Let’s learn how to implement user authentication in Angular 2 with Auth0. We’ll take advantage of Auth0’s Lock widget to manage user identity.

Scenario: We need user authentication to secure our app. Users should be able to sign up and log in with username and password or with third-party Oauth credentials.

Auth0 Lock implemented in an Angular 2 app

Configure Your Auth0 Client

The first thing you’ll need is an Auth0 account. Follow these simple steps to get started:

  1. Sign up for a free Auth0 account.
  2. In your Auth0 Dashboard, create a new client.
  3. Name your new app and select “Single Page Web Applications”.
  4. In the Settings for your newly created app, add http://localhost:4200 to the Allowed Callback URLs and Allowed Origins (CORS).
  5. If you’d like, you can set up some social connections. You can then enable them for your app in the Client options under the Connections tab. The example shown in the screenshot above utilizes username/password database, Facebook, Google, and Twitter.

Setup and Dependencies

You will need Node.js with npm. The current LTS version is recommended.
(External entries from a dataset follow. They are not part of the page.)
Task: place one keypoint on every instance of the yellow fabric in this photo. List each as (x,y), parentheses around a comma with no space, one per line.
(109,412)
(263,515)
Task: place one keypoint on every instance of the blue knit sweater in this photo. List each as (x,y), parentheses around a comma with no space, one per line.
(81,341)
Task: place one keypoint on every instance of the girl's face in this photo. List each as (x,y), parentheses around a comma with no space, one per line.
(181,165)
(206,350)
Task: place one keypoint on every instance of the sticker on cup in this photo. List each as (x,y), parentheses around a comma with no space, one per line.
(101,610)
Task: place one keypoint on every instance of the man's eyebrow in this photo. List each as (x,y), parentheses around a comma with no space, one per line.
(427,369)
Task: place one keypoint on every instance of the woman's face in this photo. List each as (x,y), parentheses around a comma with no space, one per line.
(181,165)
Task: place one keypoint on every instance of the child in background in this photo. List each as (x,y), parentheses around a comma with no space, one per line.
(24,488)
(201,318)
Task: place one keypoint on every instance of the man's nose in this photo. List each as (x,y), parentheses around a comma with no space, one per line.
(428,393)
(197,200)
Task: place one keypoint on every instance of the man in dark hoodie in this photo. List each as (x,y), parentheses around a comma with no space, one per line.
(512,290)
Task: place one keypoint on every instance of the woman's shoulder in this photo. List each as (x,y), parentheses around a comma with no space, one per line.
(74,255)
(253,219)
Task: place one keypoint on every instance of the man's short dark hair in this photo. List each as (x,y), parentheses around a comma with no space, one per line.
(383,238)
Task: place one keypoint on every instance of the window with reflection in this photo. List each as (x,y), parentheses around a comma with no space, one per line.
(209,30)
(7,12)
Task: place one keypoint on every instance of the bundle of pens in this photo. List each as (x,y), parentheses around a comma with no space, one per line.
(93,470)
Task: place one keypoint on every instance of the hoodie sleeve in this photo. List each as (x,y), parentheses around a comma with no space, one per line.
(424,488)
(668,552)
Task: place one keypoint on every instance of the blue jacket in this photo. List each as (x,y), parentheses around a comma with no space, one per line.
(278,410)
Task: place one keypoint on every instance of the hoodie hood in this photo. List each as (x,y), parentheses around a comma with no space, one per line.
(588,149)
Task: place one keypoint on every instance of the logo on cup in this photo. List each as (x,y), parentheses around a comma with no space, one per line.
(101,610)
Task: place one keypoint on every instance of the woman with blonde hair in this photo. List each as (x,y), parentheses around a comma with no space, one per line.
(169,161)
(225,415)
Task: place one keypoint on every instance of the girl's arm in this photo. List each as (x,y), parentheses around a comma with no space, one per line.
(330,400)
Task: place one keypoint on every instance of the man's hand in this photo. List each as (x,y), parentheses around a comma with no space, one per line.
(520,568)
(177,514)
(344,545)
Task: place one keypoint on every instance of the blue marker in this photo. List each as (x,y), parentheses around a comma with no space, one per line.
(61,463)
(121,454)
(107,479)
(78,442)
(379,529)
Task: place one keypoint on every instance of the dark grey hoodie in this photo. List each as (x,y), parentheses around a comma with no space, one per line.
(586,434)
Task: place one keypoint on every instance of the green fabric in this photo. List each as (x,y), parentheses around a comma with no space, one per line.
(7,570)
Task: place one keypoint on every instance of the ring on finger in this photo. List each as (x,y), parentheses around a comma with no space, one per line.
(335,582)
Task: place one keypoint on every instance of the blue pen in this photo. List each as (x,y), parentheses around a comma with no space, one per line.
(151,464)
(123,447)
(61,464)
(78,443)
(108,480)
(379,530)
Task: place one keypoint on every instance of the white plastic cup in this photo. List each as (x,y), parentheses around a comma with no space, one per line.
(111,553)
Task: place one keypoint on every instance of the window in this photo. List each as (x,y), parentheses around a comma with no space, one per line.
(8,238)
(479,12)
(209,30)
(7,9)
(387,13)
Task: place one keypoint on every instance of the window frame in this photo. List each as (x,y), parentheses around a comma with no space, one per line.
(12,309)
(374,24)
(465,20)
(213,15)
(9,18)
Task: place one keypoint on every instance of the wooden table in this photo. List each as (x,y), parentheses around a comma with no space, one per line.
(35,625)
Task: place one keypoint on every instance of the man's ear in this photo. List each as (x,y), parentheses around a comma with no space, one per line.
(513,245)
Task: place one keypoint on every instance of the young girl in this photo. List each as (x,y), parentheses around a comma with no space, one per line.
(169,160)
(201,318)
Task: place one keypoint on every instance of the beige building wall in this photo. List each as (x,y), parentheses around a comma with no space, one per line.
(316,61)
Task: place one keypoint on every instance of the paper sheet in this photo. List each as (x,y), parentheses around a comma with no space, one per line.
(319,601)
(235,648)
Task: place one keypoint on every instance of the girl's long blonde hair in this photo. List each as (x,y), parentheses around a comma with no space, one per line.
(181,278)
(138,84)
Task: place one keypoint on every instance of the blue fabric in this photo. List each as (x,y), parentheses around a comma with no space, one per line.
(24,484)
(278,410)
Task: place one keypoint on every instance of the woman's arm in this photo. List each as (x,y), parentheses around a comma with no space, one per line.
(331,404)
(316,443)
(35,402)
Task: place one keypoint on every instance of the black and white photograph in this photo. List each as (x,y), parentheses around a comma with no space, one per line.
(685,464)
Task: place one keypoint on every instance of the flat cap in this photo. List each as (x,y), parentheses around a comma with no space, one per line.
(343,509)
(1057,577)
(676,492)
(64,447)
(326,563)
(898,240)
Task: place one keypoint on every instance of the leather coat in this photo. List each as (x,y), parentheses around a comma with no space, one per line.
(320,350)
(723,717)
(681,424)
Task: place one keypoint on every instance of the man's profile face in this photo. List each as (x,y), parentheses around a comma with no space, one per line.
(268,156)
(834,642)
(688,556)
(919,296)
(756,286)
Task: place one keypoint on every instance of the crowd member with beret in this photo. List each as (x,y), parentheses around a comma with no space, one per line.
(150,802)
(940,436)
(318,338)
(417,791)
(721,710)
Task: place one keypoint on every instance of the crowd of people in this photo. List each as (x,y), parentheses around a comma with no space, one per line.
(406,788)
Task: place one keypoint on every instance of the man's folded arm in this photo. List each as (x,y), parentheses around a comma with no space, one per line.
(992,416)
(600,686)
We’ll add the Auth0 Lock CDN link to our app’s index.html file. We’re using version 10.6 for our tutorial:

<!-- Angular 2 - index.html -->
...
  <!-- Auth0 Lock widget -->
  <script src="https://cdn.auth0.com/js/lock/10.6/lock.min.js"></script>
</head>
...

Next we need the angular2-jwt helper library. Install this in your Angular 2 project with npm:

$ npm install angular2-jwt --save

Create an Authentication Service

We need an Angular 2 service to implement login functionality and authentication methods. For a simple implementation, our AuthService should look like this:

// Angular 2 - auth.service.ts

import { Injectable } from '@angular/core';
import { tokenNotExpired } from 'angular2-jwt';

// Avoid name not found warnings
declare var Auth0Lock: any;

@Injectable()
export class AuthService {
  lock = new Auth0Lock('[YOUR_AUTH0_CLIENT_ID]', '[YOUR_AUTH0_CLIENT_DOMAIN]', {});
  userProfile: Object;

  constructor() {
    this.userProfile = JSON.parse(localStorage.getItem('profile'));

    // Add callback for lock 'authenticated' event
    this.lock.on('authenticated', (authResult) => {
      if (authResult.idToken) {
        // Successful authentication result
        localStorage.setItem('id_token', authResult.idToken);

        // Get user profile
        this.lock.getProfile(authResult.idToken, (error, profile) => {
          if (error) {
            throw Error('There was an error retrieving profile data.');
          }

          localStorage.setItem('profile', JSON.stringify(profile));
          this.userProfile = profile;
        });
      }
    });
  }

  login() {
    // Call the show method to display the Lock widget
    this.lock.show();
  }

  logout() {
    // Remove token and profile
    localStorage.removeItem('id_token');
    localStorage.removeItem('profile');
    this.userProfile = undefined;
  }

  get authenticated() {
    // Check if there's an unexpired JWT
    // This searches for an item in localStorage with key == 'id_token'
    return tokenNotExpired();
  }

}

Let’s talk about the imports. Injectable is necessary for any injectable service. We also need tokenNotExpired from angular2-jwt to get a user’s authentication state.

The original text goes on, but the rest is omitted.